One of the most reputed universities of Nepal, Tribhuvan University, is loavted in Kirtipur. It also houses Nepal's best library with a large selection of books for those who choose to do research and studies.
Temples in Kirtipur
Situated at the base of the two hills is the Bhairab temple dedicated to Lord Bhairab who is deity found in the form of a tiger. This temple is revered by both Hindus and Buddhists alike. Other deities like Vishnu can be found riding a Garud; idols of Ganesh and Kumar can also be seen here. The temple is also decorated with other paraphernalia like swords and shields that belonged to the troops of Kirtipur who were defeated by King Prithvi Narayan Shah. One can witness animal sacrifices on Tuesday and Saturday mornings; such sacrifices are made to appease the deities.

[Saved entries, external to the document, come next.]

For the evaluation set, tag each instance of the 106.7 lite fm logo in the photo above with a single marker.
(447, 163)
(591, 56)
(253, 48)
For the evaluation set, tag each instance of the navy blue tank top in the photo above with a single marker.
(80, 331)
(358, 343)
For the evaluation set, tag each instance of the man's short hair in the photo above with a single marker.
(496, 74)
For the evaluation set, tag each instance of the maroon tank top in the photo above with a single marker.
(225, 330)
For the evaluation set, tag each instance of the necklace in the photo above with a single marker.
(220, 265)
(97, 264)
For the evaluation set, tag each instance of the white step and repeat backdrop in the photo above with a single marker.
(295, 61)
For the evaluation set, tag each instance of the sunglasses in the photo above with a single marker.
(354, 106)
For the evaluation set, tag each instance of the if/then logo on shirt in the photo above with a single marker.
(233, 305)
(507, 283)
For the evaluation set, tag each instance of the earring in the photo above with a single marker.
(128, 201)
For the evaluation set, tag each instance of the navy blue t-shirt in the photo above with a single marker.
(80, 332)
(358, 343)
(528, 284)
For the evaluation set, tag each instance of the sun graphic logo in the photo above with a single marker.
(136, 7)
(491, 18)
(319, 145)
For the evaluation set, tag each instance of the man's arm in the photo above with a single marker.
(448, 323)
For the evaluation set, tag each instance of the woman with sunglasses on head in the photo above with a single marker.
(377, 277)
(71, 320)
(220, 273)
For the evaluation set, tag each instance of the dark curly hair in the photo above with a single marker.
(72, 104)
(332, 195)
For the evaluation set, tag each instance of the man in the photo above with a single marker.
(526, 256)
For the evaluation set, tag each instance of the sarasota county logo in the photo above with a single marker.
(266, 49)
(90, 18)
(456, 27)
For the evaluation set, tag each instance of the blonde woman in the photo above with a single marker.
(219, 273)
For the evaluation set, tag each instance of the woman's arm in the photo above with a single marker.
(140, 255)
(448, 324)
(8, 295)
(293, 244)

One can make their way up the stone steps by the saddle to reach the Uma Maheshwar Temple which is a triple-roofed structure. The staircase welcomes you a stone elephant on either side. The temples main deities are Shiva and Parbati. Originally built in 1673 and having four roofs, the temple had to be rebuilt after the devastating earthquake of 1934. Also found here on the top of the southern hill is the Chilanchu Vihara with a central stupa and four other stupas surrounding it.
One can get splendid views from the temple area.
Kirtipur - Accessibility
One can either choose to take a bus or a taxi to Kirtipur ( or even a private rental ) and reach Kirtipur in approximately 45 minutes. However, to really explore the place biking would be an advisable option for those who seek more adventure and accessibility. One can return via Chobar village and then to the Chobar Gorge finally making your way to Patan. Sites like the Thai Temple, Chobar Gorge, Adinath Lokeshwar Temple and Jal Binayak Temple would be an added bonus.